I’m antsy! Mentally, I am shaking my leg, tapping my pen, walking around the room looking for something to do.
In the past, on days I felt antsy, I would clean my house from top to bottom, reorganize my office, rearrange furniture, go outside to start a new project. Just let my body stretch, my physical energy exhaust itself, and my mind turn off from my constant overthinking.
In the present, what do I do when I feel antsy? Good question that I am still trying to find a good answer for. What can I do since I cannot physically distract myself? I still want to take hold of a project and immerse myself. I still want to tackle those cobwebs I know are hanging in a corner.

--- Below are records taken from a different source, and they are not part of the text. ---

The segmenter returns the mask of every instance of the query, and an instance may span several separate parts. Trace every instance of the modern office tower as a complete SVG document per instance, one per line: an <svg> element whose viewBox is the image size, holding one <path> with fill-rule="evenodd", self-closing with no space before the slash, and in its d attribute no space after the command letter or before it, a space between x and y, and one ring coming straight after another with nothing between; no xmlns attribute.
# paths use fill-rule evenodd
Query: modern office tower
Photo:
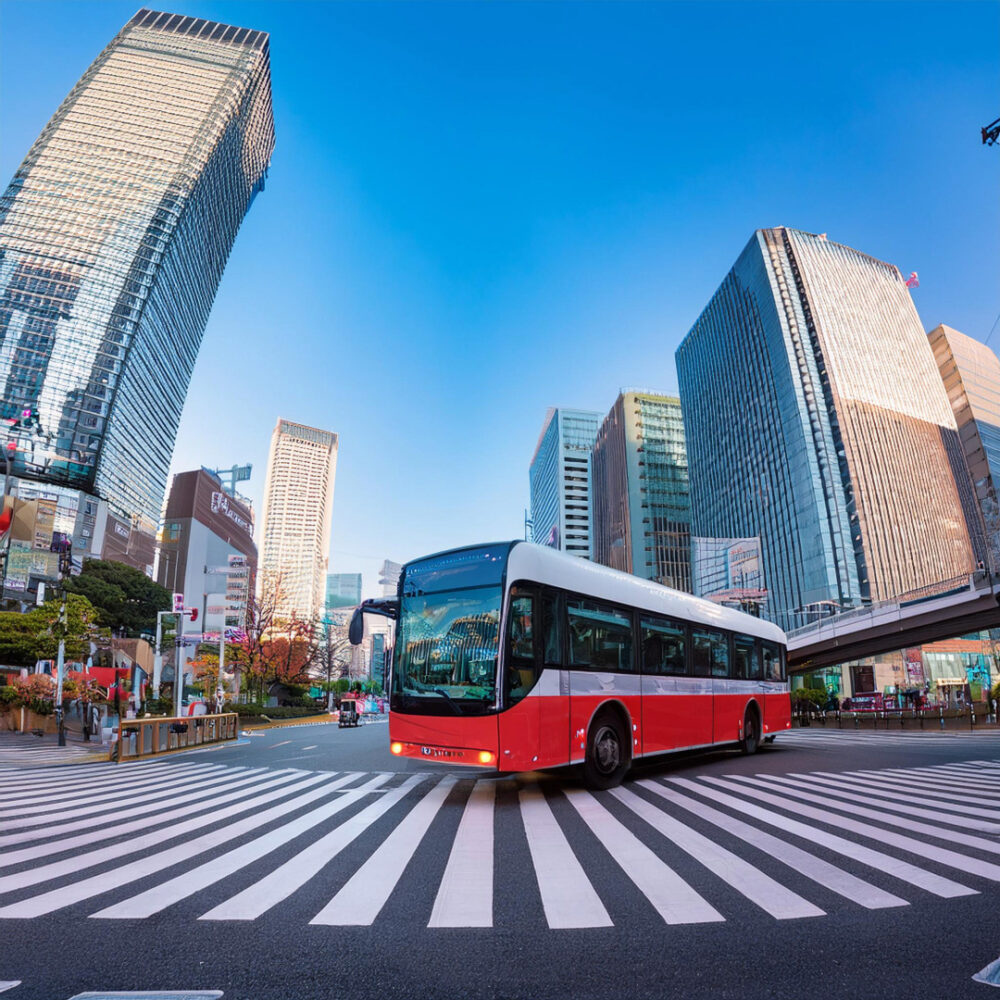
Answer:
<svg viewBox="0 0 1000 1000"><path fill-rule="evenodd" d="M94 60L0 198L0 418L16 421L18 477L152 537L273 148L262 31L143 9Z"/></svg>
<svg viewBox="0 0 1000 1000"><path fill-rule="evenodd" d="M760 538L778 624L974 567L955 418L893 265L759 230L677 370L692 535Z"/></svg>
<svg viewBox="0 0 1000 1000"><path fill-rule="evenodd" d="M327 573L326 610L356 608L361 603L360 573Z"/></svg>
<svg viewBox="0 0 1000 1000"><path fill-rule="evenodd" d="M601 415L553 408L531 459L532 538L590 558L590 452Z"/></svg>
<svg viewBox="0 0 1000 1000"><path fill-rule="evenodd" d="M383 560L382 568L378 574L378 582L382 588L383 597L396 596L396 591L399 590L399 578L402 573L402 563L393 562L391 559ZM365 620L367 621L367 618Z"/></svg>
<svg viewBox="0 0 1000 1000"><path fill-rule="evenodd" d="M958 424L991 569L1000 572L1000 359L950 326L937 326L927 336Z"/></svg>
<svg viewBox="0 0 1000 1000"><path fill-rule="evenodd" d="M337 435L278 420L264 483L260 594L275 616L313 618L326 602Z"/></svg>
<svg viewBox="0 0 1000 1000"><path fill-rule="evenodd" d="M691 505L681 401L622 392L597 432L595 562L691 590Z"/></svg>

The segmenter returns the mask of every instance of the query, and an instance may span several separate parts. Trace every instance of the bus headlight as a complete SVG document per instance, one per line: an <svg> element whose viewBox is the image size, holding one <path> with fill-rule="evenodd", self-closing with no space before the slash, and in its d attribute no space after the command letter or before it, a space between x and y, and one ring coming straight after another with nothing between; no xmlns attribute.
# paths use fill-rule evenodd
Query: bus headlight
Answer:
<svg viewBox="0 0 1000 1000"><path fill-rule="evenodd" d="M480 750L479 751L479 763L480 764L495 764L496 763L496 759L497 759L496 754L492 753L489 750Z"/></svg>
<svg viewBox="0 0 1000 1000"><path fill-rule="evenodd" d="M402 743L390 743L389 744L389 750L392 753L394 753L394 754L401 754L403 752L403 744Z"/></svg>

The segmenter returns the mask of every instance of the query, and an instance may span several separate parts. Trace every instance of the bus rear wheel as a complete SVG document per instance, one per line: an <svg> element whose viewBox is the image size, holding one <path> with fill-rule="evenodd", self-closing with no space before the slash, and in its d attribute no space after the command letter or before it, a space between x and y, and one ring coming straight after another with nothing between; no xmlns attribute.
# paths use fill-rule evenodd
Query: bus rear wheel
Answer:
<svg viewBox="0 0 1000 1000"><path fill-rule="evenodd" d="M622 724L614 712L599 712L587 737L583 780L588 788L601 790L620 785L629 767L628 744Z"/></svg>
<svg viewBox="0 0 1000 1000"><path fill-rule="evenodd" d="M756 753L760 749L760 719L752 709L747 709L747 714L743 718L743 739L740 740L740 749L745 754Z"/></svg>

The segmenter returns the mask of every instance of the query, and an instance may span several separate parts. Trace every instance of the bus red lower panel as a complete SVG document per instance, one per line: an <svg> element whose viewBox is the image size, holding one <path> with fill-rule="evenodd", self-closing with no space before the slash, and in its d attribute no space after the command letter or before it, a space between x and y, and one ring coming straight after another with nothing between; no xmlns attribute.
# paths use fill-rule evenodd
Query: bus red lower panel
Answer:
<svg viewBox="0 0 1000 1000"><path fill-rule="evenodd" d="M642 677L642 753L712 742L712 695L698 677Z"/></svg>
<svg viewBox="0 0 1000 1000"><path fill-rule="evenodd" d="M483 767L495 764L497 760L497 719L496 715L407 715L390 712L389 739L393 753L401 757ZM480 756L486 753L492 755L491 761Z"/></svg>
<svg viewBox="0 0 1000 1000"><path fill-rule="evenodd" d="M787 691L764 696L764 735L773 736L792 726L792 700Z"/></svg>
<svg viewBox="0 0 1000 1000"><path fill-rule="evenodd" d="M499 721L501 771L533 771L569 760L568 698L532 693L502 712Z"/></svg>

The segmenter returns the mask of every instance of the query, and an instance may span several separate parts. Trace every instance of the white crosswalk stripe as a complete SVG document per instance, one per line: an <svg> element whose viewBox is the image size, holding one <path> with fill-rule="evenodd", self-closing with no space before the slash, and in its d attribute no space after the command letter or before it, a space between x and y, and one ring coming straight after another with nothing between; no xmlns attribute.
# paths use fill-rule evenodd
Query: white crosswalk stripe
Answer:
<svg viewBox="0 0 1000 1000"><path fill-rule="evenodd" d="M997 892L997 791L992 758L671 775L600 793L538 776L0 768L0 920L178 908L175 919L369 926L418 884L412 919L432 933L500 926L498 901L515 893L523 913L526 892L551 929L613 926L629 899L665 924L738 922L748 907L817 919ZM516 887L510 872L498 882L501 845L523 861Z"/></svg>
<svg viewBox="0 0 1000 1000"><path fill-rule="evenodd" d="M99 743L93 743L89 747L79 744L68 744L61 747L37 741L30 743L27 740L23 742L5 740L0 746L0 764L19 764L29 767L61 761L72 763L87 758L99 760L102 757L106 759L107 756L108 748L102 747Z"/></svg>
<svg viewBox="0 0 1000 1000"><path fill-rule="evenodd" d="M880 720L881 723L881 720ZM866 746L892 746L899 747L913 744L927 745L932 743L947 742L961 743L966 747L982 747L993 750L1000 746L1000 729L961 729L948 730L932 728L937 726L937 722L928 718L924 722L925 728L918 730L919 722L907 720L908 729L896 728L887 729L881 723L879 729L855 729L853 724L845 724L844 728L838 728L836 723L826 726L814 726L808 729L789 729L777 734L775 746L849 746L864 744Z"/></svg>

I still want to move my bedroom furniture around to have a different view. What I wouldn’t give to start yanking weeds from my once attractive flowerbeds.

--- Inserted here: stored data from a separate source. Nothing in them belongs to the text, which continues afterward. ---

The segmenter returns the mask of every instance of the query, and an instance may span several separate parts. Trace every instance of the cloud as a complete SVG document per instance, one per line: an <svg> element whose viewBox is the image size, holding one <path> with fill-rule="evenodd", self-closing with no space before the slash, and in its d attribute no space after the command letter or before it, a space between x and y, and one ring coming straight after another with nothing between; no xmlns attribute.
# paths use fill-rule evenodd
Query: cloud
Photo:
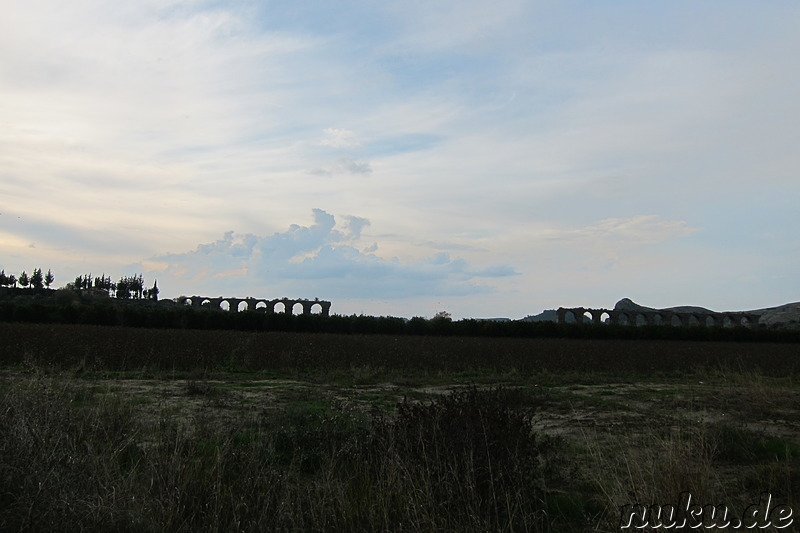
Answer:
<svg viewBox="0 0 800 533"><path fill-rule="evenodd" d="M423 245L433 248L434 250L486 251L483 248L478 248L470 244L460 244L451 242L426 241L423 243Z"/></svg>
<svg viewBox="0 0 800 533"><path fill-rule="evenodd" d="M284 232L263 237L228 231L192 251L156 256L144 264L149 276L166 278L170 286L187 292L242 295L246 291L263 297L468 295L491 291L485 280L518 274L509 265L479 267L447 253L408 262L380 257L374 253L377 243L363 250L356 247L369 220L344 216L340 225L321 209L314 209L313 216L310 226L292 224Z"/></svg>
<svg viewBox="0 0 800 533"><path fill-rule="evenodd" d="M405 2L390 6L405 32L393 44L397 53L480 51L508 32L529 2L508 0L491 5L475 0ZM446 28L447 30L443 30Z"/></svg>
<svg viewBox="0 0 800 533"><path fill-rule="evenodd" d="M346 222L346 238L351 240L357 240L361 237L361 230L368 227L370 225L369 220L362 217L357 217L353 215L345 215L343 217ZM376 245L377 249L377 245ZM374 251L374 250L373 250Z"/></svg>
<svg viewBox="0 0 800 533"><path fill-rule="evenodd" d="M472 291L492 315L700 248L790 271L800 4L767 4L18 2L0 258L68 278L188 250L148 268L187 292ZM321 204L365 218L289 227ZM732 272L692 275L728 298Z"/></svg>
<svg viewBox="0 0 800 533"><path fill-rule="evenodd" d="M356 137L355 132L337 128L326 128L325 138L320 141L322 146L331 148L358 148L361 142Z"/></svg>
<svg viewBox="0 0 800 533"><path fill-rule="evenodd" d="M556 238L577 237L582 240L648 245L685 237L696 231L697 228L682 220L661 220L658 215L638 215L630 218L607 218L590 226L567 230Z"/></svg>
<svg viewBox="0 0 800 533"><path fill-rule="evenodd" d="M308 171L310 174L333 176L335 174L371 174L372 167L366 161L340 157L329 167L318 167Z"/></svg>

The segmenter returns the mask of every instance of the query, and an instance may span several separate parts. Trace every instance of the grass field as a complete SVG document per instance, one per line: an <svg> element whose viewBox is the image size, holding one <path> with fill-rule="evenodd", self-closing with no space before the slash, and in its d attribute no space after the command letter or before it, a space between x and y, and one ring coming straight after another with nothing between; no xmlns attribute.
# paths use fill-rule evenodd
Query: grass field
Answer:
<svg viewBox="0 0 800 533"><path fill-rule="evenodd" d="M798 357L4 323L0 530L619 531L622 506L686 491L796 506Z"/></svg>

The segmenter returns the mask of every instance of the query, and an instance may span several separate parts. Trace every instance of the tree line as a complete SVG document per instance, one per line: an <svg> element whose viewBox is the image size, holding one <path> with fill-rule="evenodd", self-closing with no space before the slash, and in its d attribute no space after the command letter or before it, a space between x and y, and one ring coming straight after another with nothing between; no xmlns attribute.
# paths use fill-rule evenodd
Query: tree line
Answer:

In reality, when I am feeling antsy now, I have gotten into the bad habit of just shutting down. What use to spur me to action now drives me to inaction. I, instead, drown myself in watching tv or surfing Facebook. I work hard to ignore the spark running through my body and mind. I escape into writing resumes, scoring essays, or searching for a new job to fill the void.
Taking a hard look at myself, I see that I put things I once found relief and motivation in on the back burner. My writing has slipped from pages. The books I could devour 3-4 a week remain unopened. The drive to create seems to have dwindled. Getting out of bed feels more like a burden than a challenge. I have smothered my antsy.
This is not okay. This is not who I am. Starting today, I am OWNING MY ANTSY. This blog is my first step after not putting my thoughts into print for a couple of months. It feels cathartic. Not quite as good as cleaning my house from top to bottom, but I feel a release of some pent up, smothered energy. I feel some accomplishment.
Is antsy really the right word to describe all of this? Probably not, but it is what I felt this morning.
How about you? When was the last time you felt antsy? Did you own it or smother it?